Biochemical and Biophysical Research Communications, Vol.526, No.3, 780-785, 2020
Human host-defense peptide LL-37 targets stealth siderophores
A growing number of evidence shows that human-associated microbiota is an important contributor in health and disease. However, much of the complexity of host-microbiota interaction remains to be elucidated both at cellular and molecular levels. Siderophores are chemically diverse, ferric-specific chelators synthesized and secreted by microbes to secure their iron acquisition. The host defense peptide LL-37 is ubiquitously produced at epithelial surfaces modulating microbial communities and suppressing pathogenic strains. The present work demonstrates that LL-37 binds tightly siderocalin-resistant stealth siderophores which are important contributors to the virulence of several pathogens.

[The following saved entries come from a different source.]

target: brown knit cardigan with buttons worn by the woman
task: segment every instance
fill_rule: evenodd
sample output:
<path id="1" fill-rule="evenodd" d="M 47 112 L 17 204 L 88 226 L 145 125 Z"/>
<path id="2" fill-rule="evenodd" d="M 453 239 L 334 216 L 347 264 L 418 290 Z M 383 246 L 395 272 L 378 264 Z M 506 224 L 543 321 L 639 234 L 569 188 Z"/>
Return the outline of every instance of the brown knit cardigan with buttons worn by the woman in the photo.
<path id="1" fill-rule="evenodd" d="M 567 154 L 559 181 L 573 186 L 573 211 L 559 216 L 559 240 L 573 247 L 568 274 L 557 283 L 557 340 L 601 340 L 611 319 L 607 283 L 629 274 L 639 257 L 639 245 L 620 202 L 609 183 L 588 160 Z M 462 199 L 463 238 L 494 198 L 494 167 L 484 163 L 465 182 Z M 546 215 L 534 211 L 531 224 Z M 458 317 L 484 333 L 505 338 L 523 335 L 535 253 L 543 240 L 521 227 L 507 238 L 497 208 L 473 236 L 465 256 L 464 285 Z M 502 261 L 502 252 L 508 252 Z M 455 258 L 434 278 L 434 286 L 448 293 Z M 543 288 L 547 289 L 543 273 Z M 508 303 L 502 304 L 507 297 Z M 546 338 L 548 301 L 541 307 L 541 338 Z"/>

As indicated by circular dichroism spectroscopic experiments, addition of aerobactin and rhizoferrin increases the membrane active alpha-helical conformation of the partially folded peptide. The cationic nature of LL-37 (+6 net charge at pH 7.4) and the multiple carboxylate groups present in siderophores refer to the dominant contribution of electrostatic interactions in the stabilization of peptide-chelator adducts. It is proposed that aside siderocalin proteins, LL-37 may be a complementary, less specific component of the siderophore scavenging repertoire of the innate immune system. (C) 2020 The Authors. Published by Elsevier Inc.